Two things that were never involved in my PTSD recovery were therapists, nor any sort of drugs. A big problem that we have as cancer survivors is the lack of people out there who truly get what we've been through, and the terrible things that our minds are telling us, besides other cancer survivors. Even oncologists who treat cancer patients for decades, who are then diagnosed with cancer themselves later in life, have admitted they had no idea what their patients were going through until the tables were turned, and they became the patient. A therapist was certainly an option for me, and I'm not saying they're wrong or that it's the therapist that failed the patient in this case, but I simply didn't trust a therapist to be able to handle ME. It doesn't help that I'm a Scorpio, and that my mind is already a very complicated and turbulent place, and that it already takes quite a bit for us to trust anyone. A therapist just wasn't the right option for me. And every drug I had ever taken for managing various post-cancer issues always had far worst side-effects for me than whatever relief they were supposed to have provided.

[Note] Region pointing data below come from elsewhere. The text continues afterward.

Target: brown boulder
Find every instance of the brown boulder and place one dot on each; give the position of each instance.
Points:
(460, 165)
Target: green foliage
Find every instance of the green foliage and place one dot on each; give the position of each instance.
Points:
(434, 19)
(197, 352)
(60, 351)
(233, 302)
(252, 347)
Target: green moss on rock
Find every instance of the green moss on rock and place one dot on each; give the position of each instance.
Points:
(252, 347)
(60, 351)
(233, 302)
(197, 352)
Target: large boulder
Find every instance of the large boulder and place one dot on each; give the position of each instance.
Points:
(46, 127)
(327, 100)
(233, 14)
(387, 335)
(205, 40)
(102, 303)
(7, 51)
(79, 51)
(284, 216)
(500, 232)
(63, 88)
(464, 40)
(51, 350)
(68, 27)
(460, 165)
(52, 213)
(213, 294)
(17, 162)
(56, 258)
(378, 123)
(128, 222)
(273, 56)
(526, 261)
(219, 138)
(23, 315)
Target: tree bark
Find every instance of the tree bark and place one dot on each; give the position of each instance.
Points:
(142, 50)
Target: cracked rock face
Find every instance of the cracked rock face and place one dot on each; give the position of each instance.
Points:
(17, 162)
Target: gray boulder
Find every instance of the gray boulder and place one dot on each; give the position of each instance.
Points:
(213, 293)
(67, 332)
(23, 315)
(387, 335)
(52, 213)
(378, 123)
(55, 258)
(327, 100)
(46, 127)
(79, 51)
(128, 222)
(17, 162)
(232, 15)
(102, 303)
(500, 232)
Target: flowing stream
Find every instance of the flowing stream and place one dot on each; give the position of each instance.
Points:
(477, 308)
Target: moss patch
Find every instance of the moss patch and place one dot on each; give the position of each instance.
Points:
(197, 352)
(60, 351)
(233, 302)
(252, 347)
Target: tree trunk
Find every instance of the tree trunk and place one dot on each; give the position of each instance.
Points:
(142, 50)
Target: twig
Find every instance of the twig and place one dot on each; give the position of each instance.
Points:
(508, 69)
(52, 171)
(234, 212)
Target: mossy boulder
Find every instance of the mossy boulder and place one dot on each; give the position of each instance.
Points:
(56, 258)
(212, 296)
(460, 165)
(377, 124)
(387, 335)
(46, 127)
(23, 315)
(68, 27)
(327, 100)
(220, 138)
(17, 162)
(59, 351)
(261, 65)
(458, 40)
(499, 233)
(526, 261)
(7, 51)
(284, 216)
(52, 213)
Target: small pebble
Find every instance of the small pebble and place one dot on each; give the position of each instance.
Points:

I'm not saying that they're wrong or to blame either, but when it came to an anti-depressant for me, which I arguably ought to have been on at various points, it was just another non-starter. 

No therapists. No drugs. This definitely wasn't easy path to have taken through all of this, and it was arguably very risky as well. We all have to find an approach that will work for us and that we can place our full trust in, but you can overcome depression, PTSD, suicidal thoughts, and the existential crisis that life throws at us without such things. There are other ways to do this. I can check all of those boxes, but I've only grown through all of this, and am spiritually sound today. I want people to know that it's possible, and that I'm living proof of it. 

National Suicide Prevention Lifeline - 1-800-273-TALK (8255)

StevePake.com

[Note: The facts of the mentioned case came out, and it turned out that the woman's husband apparently did it. This is still a relevant topic to discuss and figured I'd write about it, since it came up, but I'll rework this blog a bit later.]